We need to get beyond the idea that communication must be either top left (entertaining but factually dubious – the orator / comedian / raconteur) or bottom right (factually correct but boring – the scientist / engineer / pedant), and talk instead about how we can support one another to move collectively towards the top right.

2 comments

  • Insightful as ever Steve. Thanks. I use analogies a lot to aid understanding of complex points but, like croissants, however delicious they are, they are seldom perfectly formed. I wonder where these fit on your truth curve.

    • Hey Simon,

      Gosh, that’s a huge subject in its own right! I think analogies are one of the best tools to push up on the graph – I’ve got Brian Cox as my communication hero up in the top right, and he’s the master of the analogy.

      Slightly more philosophically, I tend to think that all communication is analogy, even communication that linguists wouldn’t describe as analogical, in that you’re always describing something in terms of something that it isn’t i.e. the map is never the territory. The question is the tightness of coupling between the pattern in the description and the pattern of experience being described.
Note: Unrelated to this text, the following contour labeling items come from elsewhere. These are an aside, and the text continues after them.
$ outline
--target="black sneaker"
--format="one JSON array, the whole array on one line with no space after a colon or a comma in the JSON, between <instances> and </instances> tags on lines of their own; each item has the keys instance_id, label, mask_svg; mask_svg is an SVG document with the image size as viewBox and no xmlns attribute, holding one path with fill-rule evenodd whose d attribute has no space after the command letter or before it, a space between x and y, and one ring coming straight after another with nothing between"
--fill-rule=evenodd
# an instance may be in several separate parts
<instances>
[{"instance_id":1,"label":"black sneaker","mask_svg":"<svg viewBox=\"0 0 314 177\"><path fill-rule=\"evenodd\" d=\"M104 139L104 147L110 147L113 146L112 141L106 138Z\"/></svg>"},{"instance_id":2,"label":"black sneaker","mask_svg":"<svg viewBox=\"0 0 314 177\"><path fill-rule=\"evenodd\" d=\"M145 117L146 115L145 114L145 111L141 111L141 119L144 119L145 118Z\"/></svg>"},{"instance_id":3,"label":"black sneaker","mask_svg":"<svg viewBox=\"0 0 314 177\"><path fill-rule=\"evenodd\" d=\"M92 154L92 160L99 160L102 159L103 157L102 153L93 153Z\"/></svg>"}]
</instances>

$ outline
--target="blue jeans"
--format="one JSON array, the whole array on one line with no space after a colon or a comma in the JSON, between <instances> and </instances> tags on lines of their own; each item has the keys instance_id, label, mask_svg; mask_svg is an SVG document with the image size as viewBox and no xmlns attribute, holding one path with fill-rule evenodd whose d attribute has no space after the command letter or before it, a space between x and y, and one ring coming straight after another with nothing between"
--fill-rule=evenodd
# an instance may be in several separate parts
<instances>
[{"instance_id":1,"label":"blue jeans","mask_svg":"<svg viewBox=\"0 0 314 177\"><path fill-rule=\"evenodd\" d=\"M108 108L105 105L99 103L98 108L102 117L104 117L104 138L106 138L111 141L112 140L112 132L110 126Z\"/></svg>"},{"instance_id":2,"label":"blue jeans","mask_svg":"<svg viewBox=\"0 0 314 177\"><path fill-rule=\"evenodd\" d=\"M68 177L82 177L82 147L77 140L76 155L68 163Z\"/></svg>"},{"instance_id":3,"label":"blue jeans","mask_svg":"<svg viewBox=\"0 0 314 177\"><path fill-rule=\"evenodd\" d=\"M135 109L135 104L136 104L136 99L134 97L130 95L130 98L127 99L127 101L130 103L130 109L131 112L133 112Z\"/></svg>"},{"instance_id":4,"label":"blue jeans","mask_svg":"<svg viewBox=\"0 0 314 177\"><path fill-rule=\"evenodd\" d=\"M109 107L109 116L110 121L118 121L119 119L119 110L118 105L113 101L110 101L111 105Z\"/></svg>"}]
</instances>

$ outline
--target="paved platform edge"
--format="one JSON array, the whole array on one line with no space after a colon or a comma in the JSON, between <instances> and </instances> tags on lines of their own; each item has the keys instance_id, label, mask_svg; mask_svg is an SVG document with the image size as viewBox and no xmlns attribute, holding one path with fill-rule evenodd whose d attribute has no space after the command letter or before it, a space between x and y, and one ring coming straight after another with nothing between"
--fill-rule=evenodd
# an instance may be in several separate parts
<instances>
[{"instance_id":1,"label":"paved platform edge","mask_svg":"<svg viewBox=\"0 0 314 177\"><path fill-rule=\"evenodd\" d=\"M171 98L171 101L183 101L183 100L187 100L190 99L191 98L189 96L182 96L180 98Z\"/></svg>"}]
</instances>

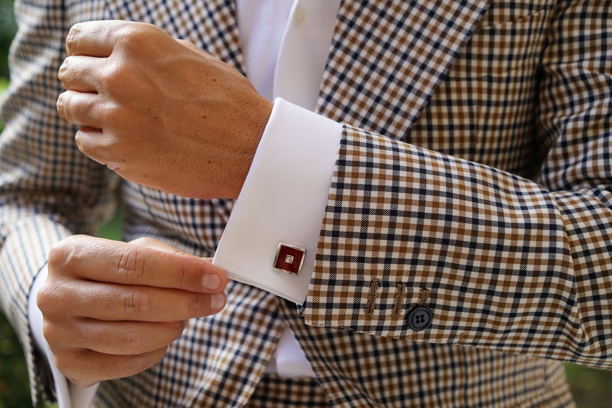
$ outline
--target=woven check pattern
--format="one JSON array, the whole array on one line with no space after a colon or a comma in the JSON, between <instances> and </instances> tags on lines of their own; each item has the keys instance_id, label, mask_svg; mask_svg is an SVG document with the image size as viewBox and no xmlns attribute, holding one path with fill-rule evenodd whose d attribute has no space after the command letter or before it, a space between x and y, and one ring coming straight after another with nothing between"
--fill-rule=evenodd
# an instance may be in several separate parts
<instances>
[{"instance_id":1,"label":"woven check pattern","mask_svg":"<svg viewBox=\"0 0 612 408\"><path fill-rule=\"evenodd\" d=\"M536 6L479 28L407 134L345 126L308 324L612 366L609 6ZM373 99L319 102L372 130L389 115ZM415 332L405 314L424 290L433 322Z\"/></svg>"},{"instance_id":2,"label":"woven check pattern","mask_svg":"<svg viewBox=\"0 0 612 408\"><path fill-rule=\"evenodd\" d=\"M350 126L304 316L233 282L223 312L190 322L159 365L104 382L94 406L573 406L562 366L530 355L609 360L609 6L343 1L317 111ZM244 74L234 7L16 2L0 299L47 399L29 287L51 245L112 213L119 181L78 152L76 129L56 111L64 39L78 21L145 21ZM233 206L125 181L121 195L125 240L151 236L200 256L214 253ZM435 318L420 334L404 322L417 301ZM319 388L263 376L283 322Z\"/></svg>"}]
</instances>

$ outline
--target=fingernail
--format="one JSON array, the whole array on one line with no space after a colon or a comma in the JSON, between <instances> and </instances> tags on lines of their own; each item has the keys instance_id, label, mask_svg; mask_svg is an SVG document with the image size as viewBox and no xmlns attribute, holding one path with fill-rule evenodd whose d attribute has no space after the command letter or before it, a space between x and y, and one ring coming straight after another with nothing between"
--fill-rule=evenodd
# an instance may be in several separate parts
<instances>
[{"instance_id":1,"label":"fingernail","mask_svg":"<svg viewBox=\"0 0 612 408\"><path fill-rule=\"evenodd\" d=\"M221 278L216 273L209 273L204 276L202 284L209 290L217 290L221 287Z\"/></svg>"},{"instance_id":2,"label":"fingernail","mask_svg":"<svg viewBox=\"0 0 612 408\"><path fill-rule=\"evenodd\" d=\"M225 304L225 297L223 293L213 293L211 297L211 309L217 312L223 308Z\"/></svg>"}]
</instances>

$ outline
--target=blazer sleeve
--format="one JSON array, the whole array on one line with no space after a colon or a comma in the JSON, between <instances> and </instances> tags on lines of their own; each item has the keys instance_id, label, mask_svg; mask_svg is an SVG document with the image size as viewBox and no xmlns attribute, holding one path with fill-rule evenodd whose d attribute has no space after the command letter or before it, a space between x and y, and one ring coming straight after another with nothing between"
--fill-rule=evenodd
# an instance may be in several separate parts
<instances>
[{"instance_id":1,"label":"blazer sleeve","mask_svg":"<svg viewBox=\"0 0 612 408\"><path fill-rule=\"evenodd\" d=\"M49 249L74 233L92 234L114 206L114 173L82 154L78 128L58 113L58 70L70 24L64 2L17 0L19 30L9 56L11 83L1 107L0 301L25 352L32 399L52 399L44 357L32 347L28 297Z\"/></svg>"},{"instance_id":2,"label":"blazer sleeve","mask_svg":"<svg viewBox=\"0 0 612 408\"><path fill-rule=\"evenodd\" d=\"M345 124L307 324L612 368L606 3L556 10L534 149L554 142L534 179Z\"/></svg>"}]
</instances>

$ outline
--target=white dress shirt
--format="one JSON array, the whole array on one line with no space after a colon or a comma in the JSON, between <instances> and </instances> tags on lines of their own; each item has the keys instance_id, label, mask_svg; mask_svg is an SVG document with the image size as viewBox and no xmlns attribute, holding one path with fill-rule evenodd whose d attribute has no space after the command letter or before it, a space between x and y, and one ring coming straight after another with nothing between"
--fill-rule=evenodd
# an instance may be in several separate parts
<instances>
[{"instance_id":1,"label":"white dress shirt","mask_svg":"<svg viewBox=\"0 0 612 408\"><path fill-rule=\"evenodd\" d=\"M235 280L302 303L314 270L341 125L315 115L340 0L237 0L247 75L275 104L214 263ZM293 186L294 188L288 188ZM280 242L307 250L299 277L272 270ZM81 388L57 369L42 334L34 281L28 314L36 346L47 357L59 408L91 405L97 385ZM285 328L266 369L282 377L314 377Z\"/></svg>"}]
</instances>

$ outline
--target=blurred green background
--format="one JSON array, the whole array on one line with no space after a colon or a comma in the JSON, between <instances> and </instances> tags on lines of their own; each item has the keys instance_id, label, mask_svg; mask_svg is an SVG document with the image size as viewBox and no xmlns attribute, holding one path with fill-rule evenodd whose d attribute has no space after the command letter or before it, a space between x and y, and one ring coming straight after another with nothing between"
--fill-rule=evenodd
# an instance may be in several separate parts
<instances>
[{"instance_id":1,"label":"blurred green background","mask_svg":"<svg viewBox=\"0 0 612 408\"><path fill-rule=\"evenodd\" d=\"M16 30L13 0L0 0L0 95L9 85L7 56ZM0 130L2 126L0 122ZM119 210L112 220L99 229L99 234L109 239L120 240L122 221ZM570 364L565 365L565 371L580 408L612 407L612 371ZM23 352L8 322L0 312L0 408L31 406Z\"/></svg>"}]
</instances>

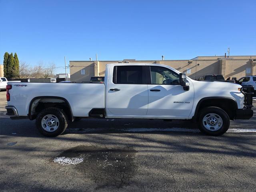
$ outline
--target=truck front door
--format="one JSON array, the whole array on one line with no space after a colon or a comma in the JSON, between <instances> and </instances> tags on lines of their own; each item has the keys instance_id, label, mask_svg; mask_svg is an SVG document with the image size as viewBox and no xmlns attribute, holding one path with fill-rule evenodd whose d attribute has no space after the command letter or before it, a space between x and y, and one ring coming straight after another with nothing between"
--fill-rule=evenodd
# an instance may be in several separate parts
<instances>
[{"instance_id":1,"label":"truck front door","mask_svg":"<svg viewBox=\"0 0 256 192\"><path fill-rule=\"evenodd\" d=\"M147 68L147 73L151 76L151 82L148 85L147 115L181 118L188 116L194 101L192 84L189 90L184 90L179 84L178 73L162 66L148 66Z\"/></svg>"},{"instance_id":2,"label":"truck front door","mask_svg":"<svg viewBox=\"0 0 256 192\"><path fill-rule=\"evenodd\" d=\"M146 65L126 64L114 66L110 70L113 78L108 81L108 116L146 115L148 96L146 67Z\"/></svg>"}]
</instances>

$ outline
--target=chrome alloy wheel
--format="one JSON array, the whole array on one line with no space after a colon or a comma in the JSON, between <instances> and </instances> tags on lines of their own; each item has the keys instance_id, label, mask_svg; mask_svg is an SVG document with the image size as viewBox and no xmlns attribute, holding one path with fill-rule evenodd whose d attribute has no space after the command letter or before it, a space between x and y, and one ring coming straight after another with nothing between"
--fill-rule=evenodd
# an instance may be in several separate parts
<instances>
[{"instance_id":1,"label":"chrome alloy wheel","mask_svg":"<svg viewBox=\"0 0 256 192\"><path fill-rule=\"evenodd\" d=\"M52 132L59 127L60 122L56 116L49 114L46 115L42 119L41 124L44 130L48 132Z\"/></svg>"},{"instance_id":2,"label":"chrome alloy wheel","mask_svg":"<svg viewBox=\"0 0 256 192\"><path fill-rule=\"evenodd\" d=\"M220 128L223 124L222 119L215 113L209 113L203 118L203 125L210 131L216 131Z\"/></svg>"}]
</instances>

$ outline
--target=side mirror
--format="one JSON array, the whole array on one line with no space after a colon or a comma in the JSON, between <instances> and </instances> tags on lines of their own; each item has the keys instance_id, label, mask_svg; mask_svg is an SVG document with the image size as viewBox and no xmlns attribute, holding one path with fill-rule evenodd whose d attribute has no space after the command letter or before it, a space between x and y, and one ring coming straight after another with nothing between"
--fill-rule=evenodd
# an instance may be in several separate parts
<instances>
[{"instance_id":1,"label":"side mirror","mask_svg":"<svg viewBox=\"0 0 256 192\"><path fill-rule=\"evenodd\" d=\"M180 84L182 86L186 86L187 82L187 77L184 73L180 74Z\"/></svg>"},{"instance_id":2,"label":"side mirror","mask_svg":"<svg viewBox=\"0 0 256 192\"><path fill-rule=\"evenodd\" d=\"M187 81L187 77L184 73L180 74L180 84L183 87L184 91L189 90L189 82Z\"/></svg>"}]
</instances>

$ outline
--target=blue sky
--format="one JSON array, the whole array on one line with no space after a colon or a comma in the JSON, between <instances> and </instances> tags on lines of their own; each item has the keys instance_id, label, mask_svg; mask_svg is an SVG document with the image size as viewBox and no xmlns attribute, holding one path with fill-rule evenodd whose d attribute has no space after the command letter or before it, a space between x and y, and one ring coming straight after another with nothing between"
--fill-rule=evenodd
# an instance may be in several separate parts
<instances>
[{"instance_id":1,"label":"blue sky","mask_svg":"<svg viewBox=\"0 0 256 192\"><path fill-rule=\"evenodd\" d=\"M256 55L256 1L0 0L0 63ZM62 68L57 73L63 72Z\"/></svg>"}]
</instances>

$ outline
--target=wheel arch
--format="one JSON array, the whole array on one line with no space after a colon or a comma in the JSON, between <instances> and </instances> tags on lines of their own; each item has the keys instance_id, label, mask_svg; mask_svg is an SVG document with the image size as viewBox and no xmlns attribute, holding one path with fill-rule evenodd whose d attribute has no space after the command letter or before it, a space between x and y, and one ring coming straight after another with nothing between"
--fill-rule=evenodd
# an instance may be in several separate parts
<instances>
[{"instance_id":1,"label":"wheel arch","mask_svg":"<svg viewBox=\"0 0 256 192\"><path fill-rule=\"evenodd\" d=\"M68 108L68 114L67 114L67 115L69 116L69 117L72 121L74 120L74 117L73 115L72 109L71 108L71 107L70 106L70 105L68 101L65 98L64 98L61 97L56 96L40 96L38 97L36 97L34 98L33 99L32 99L32 100L31 100L30 102L30 103L29 104L29 106L28 107L29 107L28 114L28 115L29 119L30 120L33 120L34 119L35 119L36 118L36 116L35 116L34 115L34 114L32 114L32 105L34 104L34 102L35 102L37 100L38 100L38 102L39 102L40 100L43 99L46 99L46 100L47 100L49 99L49 101L48 102L49 103L53 103L54 101L56 101L56 100L63 101L63 102L60 102L60 103L64 102ZM52 101L51 102L51 99L53 99L54 100L52 100Z\"/></svg>"},{"instance_id":2,"label":"wheel arch","mask_svg":"<svg viewBox=\"0 0 256 192\"><path fill-rule=\"evenodd\" d=\"M238 108L237 103L233 98L218 96L205 97L201 99L198 103L192 118L193 121L197 121L198 114L201 109L210 106L218 107L223 109L228 114L230 119L231 120L234 120L235 110Z\"/></svg>"}]
</instances>

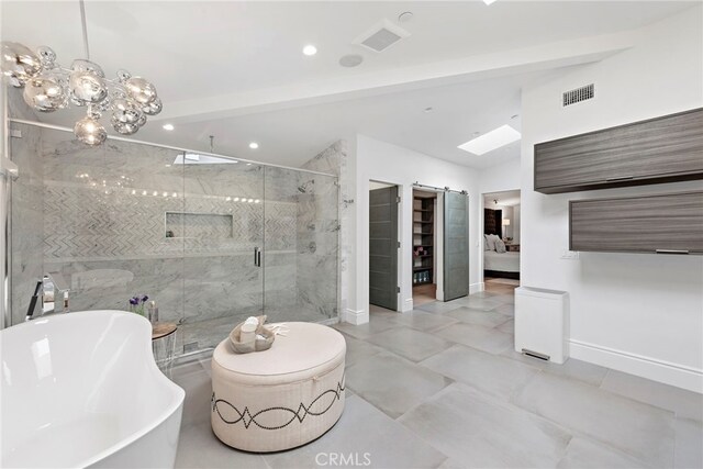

This is useful because people with a more scientific mindset sometimes seem to frown on analogical thinking because it’s “inaccurate” … but if you start from the assumption that communication is inaccurate and analogical by definition, the question shifts to how accurate you need to be for the outcome you’re trying to achieve.

      Ironically enough, most scientific breakthroughs tend to come from someone taking an unconsidered analogy seriously.